Wednesday, January 22, 2014

Why "Babe" isn't just for kids and piggies


"Babe" is a lot darker and more complex of a movie than I remembered from watching it as a kid. This is the opening narration:
"This is a tale about an unprejudiced heart, and how it changed our valley forever. There was a time not so long ago when pigs were afforded no respect, except by other pigs; they lived their whole lives in a cruel and sunless world.
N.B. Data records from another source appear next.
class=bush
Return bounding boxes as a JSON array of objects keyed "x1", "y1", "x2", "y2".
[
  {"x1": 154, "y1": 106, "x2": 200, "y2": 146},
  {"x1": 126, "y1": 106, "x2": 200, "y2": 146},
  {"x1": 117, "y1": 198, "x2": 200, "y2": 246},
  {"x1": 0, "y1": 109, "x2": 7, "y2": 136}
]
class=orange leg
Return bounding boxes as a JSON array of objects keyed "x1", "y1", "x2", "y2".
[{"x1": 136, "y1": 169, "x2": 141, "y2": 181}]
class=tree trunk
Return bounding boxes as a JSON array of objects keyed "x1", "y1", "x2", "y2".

In those days pigs believed that the sooner they grew large and fat, the sooner they'd be taken into Pig Paradise, a place so wonderful that no pig had ever thought to come back."
That's pretty heavy stuff for a "kid's movie."
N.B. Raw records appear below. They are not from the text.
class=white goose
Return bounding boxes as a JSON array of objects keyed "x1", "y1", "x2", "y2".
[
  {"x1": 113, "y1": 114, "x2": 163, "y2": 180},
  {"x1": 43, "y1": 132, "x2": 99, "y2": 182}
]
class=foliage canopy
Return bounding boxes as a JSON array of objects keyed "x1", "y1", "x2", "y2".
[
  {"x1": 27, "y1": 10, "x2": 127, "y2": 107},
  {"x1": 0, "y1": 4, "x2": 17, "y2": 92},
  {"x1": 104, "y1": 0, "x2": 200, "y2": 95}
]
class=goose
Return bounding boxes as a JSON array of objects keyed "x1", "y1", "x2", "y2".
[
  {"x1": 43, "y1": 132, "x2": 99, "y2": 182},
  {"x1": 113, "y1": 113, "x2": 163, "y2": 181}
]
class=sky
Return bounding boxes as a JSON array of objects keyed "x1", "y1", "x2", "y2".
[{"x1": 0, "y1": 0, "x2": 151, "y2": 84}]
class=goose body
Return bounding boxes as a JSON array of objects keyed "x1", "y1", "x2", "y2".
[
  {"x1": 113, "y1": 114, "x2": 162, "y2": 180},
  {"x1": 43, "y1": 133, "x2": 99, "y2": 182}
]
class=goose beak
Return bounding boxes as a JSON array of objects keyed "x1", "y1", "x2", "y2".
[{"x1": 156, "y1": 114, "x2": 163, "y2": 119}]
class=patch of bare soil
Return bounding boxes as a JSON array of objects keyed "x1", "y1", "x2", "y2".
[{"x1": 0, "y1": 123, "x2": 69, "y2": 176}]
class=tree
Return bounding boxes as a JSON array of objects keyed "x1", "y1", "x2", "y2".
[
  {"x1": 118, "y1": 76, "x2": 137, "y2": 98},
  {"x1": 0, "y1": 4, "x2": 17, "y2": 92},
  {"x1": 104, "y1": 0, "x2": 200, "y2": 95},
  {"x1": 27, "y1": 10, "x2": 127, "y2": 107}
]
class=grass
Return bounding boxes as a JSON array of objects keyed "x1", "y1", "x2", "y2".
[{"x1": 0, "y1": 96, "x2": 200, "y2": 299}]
Towards the end of the movie, Babe also falls into a deep, practically-suicidal depression when confronted with his own mortality, and after learning the grisly fate of his ancestors and his piggy family. Luckily, he could be brought back from the brink by a lullaby and a jig danced by James Cromwell (clip below).

Farmer Hoggett's dancing and singing revive Babe from his depression.

The film "Babe" has themes of race and prejudice, vegetarianism/animal cruelty, child loss and adoption (Fly's puppies are given away, breaking her heart, and Babe becomes a substitute child), capital punishment and wrongful conviction (Babe nearly gets executed with a shotgun after rescuing the sheep from wild dogs), murder (Maaa gets murdered by the pack of dogs and dies onscreen with her throat slashed), depression, and the social consequences for non-conformity/breaking convention. Can you think of another movie that flirts with as many dark and controversial topics as "Babe," and can do it with such a light touch? It's a pretty amazing feat, actually.

Also, I never realized that Hugo Weaving lent his voice to the alpha sheepdog "Rex," years before he was in The Matrix, or The Lord of the Rings.